The Quantum Split-Step Fourier Algorithm for Nonlinear Optical Waveguides

Abstract

We introduce the Quantum Split-Step Fourier (QSSF) algorithm for nonlinear optical waveguides, a numerical framework that combines split-step propagation of the nonlinear Schrödinger equation with a commutator-preserving Bogoliubov evolution of Gaussian quantum fluctuations. The method propagates the classical mean field together with the Bogoliubov matrices U and V, from which reduced second moments, covariance matrices, symplectic eigenvalues, and entropic measures are constructed for arbitrary spectral windows. Applied to soliton-driven resonant radiation, QSSF shows that the selected radiation band acquires a steadily increasing von Neumann entropy and a corresponding loss of purity, quantifying its entanglement with the rest of the spectrum in the lossless Gaussian setting.
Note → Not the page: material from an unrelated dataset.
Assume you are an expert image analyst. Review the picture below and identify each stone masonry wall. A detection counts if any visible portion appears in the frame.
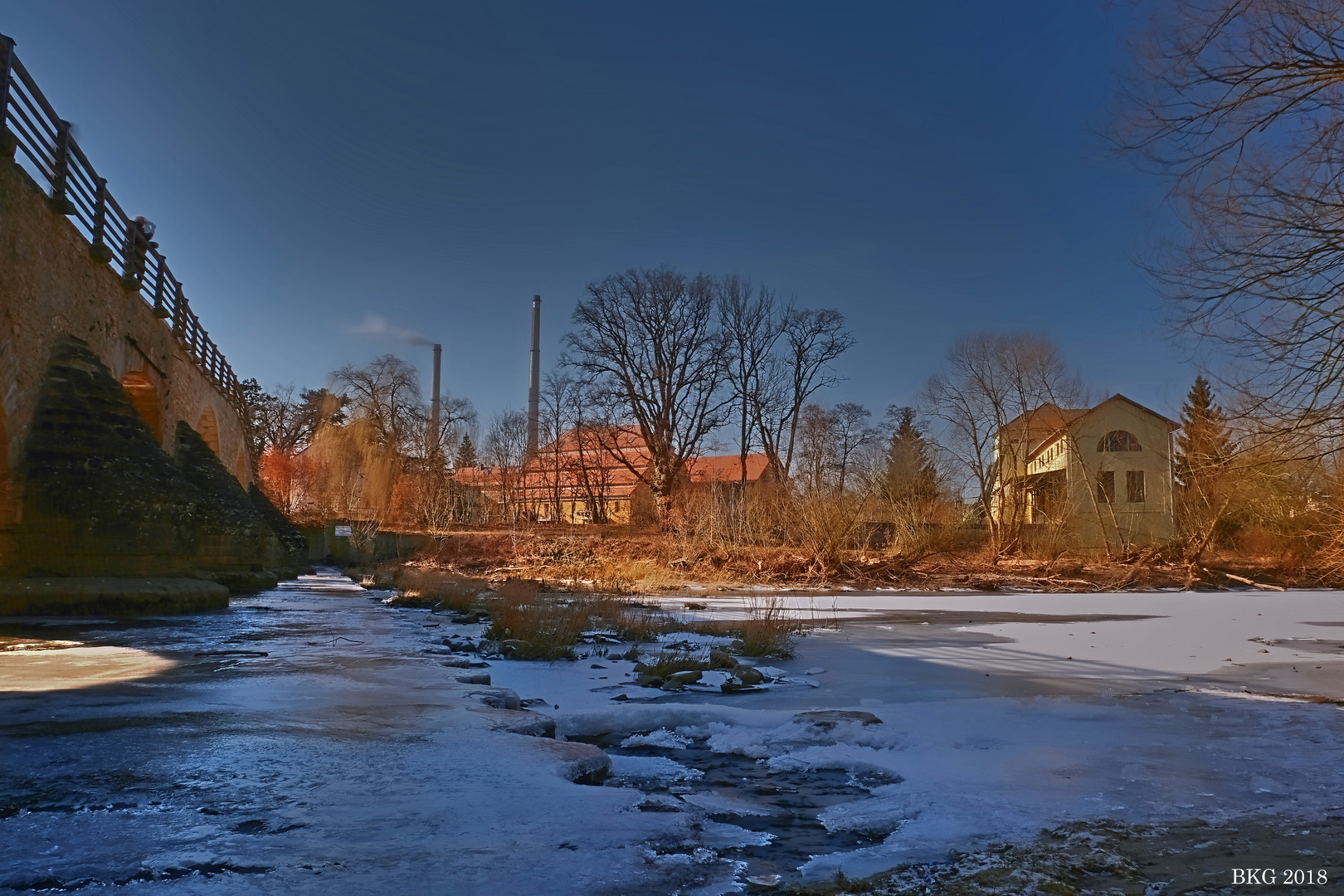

The analysis also reveals a surprisingly pronounced low-dimensional structure: although the radiation occupies many Fourier bins, its reduced Gaussian state is dominated by only a few Williamson modes. QSSF therefore provides a practical information-theoretic diagnostic for quantum correlations in nonlinear frequency conversion, supercontinuum generation, and multimode squeezed-light formation in ultrafast waveguide platforms.